Lightly season the flattened pieces with salt and pepper.

Get 3 shallow dishes out. I like to use pie tins. Put the All-Purpose flour in the first one. In the second one crack the eggs into it and whisk them together. Pour the breadcrumbs in the 3rd dish.

Preheat the oil over medium heat.

Take the turkey pieces and douse them in flour, then in egg, and lastly in breadcrumbs, making sure to coat both sides. Taking care not to crowd the pan, place them one or 2 at a time in the pre-heated oil and cook until golden brown. Flip over and cook the other side. Remove from oil and place on paper towels.

Put the Schnitzel on a plate with a few slices of fresh lemon. Squeeze the lemon over the top of the Schnitzel and enjoy!

I like to serve the Schnitzel with homemade cheesy spaetzle and sautéed morels if I'm lucky enough to have morels on hand. Baked or mashed potatoes or potato salad would also be good side options.

Sent from my iPhone using Tapatalk


----------



## hunting777 (May 3, 2009)

looks fantastic!


----------



## wyogoob (Sep 7, 2007)

wow!


----------



## Vanilla (Dec 11, 2009)

German deliciousness!

How much would it cost to get you to share the cheesy spaetzle recipe?


----------



## Kwalk3 (Jun 21, 2012)

Cheesy Spaetzle:

Ingredients:

2C flour
4 large or 5 medium eggs, whisked together
1/3 cup milk 
2 tsp salt

4 Tbsp Butter
Salt and Pepper
1 cup or more(to your preference) good cheese. I use Emmantaler, but any Swiss is good. Also, I imagine any real cheese would ultimately go pretty well with it in a pinch.

Big ol' pot of water to boil the spaetzle.

Put the flour and in a large mixing bowl. Add the salt and mix with the flour. Make a well in the center of the flour. Slowly add the eggs and milk and whisk until smooth-ish. Dough will be really sticky. 
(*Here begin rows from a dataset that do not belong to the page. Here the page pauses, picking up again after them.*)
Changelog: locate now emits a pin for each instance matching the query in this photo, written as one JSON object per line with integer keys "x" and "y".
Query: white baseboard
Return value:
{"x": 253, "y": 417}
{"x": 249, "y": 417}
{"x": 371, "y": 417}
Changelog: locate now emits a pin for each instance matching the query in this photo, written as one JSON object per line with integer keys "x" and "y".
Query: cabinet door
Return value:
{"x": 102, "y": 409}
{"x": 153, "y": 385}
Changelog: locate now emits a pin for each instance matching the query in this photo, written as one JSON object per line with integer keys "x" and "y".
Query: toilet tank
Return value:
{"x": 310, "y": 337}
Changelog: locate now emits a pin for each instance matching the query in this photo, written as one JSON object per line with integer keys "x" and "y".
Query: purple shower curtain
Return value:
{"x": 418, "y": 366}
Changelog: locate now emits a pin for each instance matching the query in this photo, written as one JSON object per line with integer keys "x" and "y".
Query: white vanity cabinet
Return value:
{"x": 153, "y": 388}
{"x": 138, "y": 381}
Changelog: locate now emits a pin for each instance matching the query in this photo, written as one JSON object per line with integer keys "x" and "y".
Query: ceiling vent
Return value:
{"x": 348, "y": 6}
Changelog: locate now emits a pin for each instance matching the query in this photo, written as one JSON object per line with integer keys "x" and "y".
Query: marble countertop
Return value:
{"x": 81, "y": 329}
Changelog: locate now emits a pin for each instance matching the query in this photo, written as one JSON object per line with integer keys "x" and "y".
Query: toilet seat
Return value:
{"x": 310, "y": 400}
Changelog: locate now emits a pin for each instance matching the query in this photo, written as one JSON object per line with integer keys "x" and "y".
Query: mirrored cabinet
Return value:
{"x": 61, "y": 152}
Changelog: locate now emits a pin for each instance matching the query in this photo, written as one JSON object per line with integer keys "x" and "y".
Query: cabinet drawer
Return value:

Get a big pot of water and bring it to a boil. Have a strainer in the sink, and a slotted spoon to remove the spaetzle.

I use a potato ricer to press the spaetzle into boiling water, but assuming most people don't have one, any strainer or colander with larger holes will work. Place the colander over the boiling pot of water. Take a chunk of the dough/batter, and put it on top of the strainer. Use the backside of the spatula to press the dough through the holes into the water. When the spaetzle floats(doesn't take long,) Remove from the water and place under cold running water in the strainer.

Heat 3/4 of the butter in a large pan over medium heat. Add the spaetzle into the pan and toss with butter. Add pepper and the remaining butter. Remove from heat and stir in the cheese.

Top with sauted mushrooms if you prefer/have any.

Goes great with just about anything.


----------



## Vanilla (Dec 11, 2009)

Thanks. I want to try this. My mom has a spaetzle press. My dad served his mission in Germany many moons ago. I grew up on spaetzle and brown gravy. Love that stuff!


----------



## Kwalk3 (Jun 21, 2012)

Vanilla said:


> Thanks. I want to try this. My mom has a spaetzle press. My dad served his mission in Germany many moons ago. I grew up on spaetzle and brown gravy. Love that stuff!


Spaetzle press makes it super easy. It's great stuff. Some of the finest comfort food around.

Sent from my iPhone using Tapatalk


----------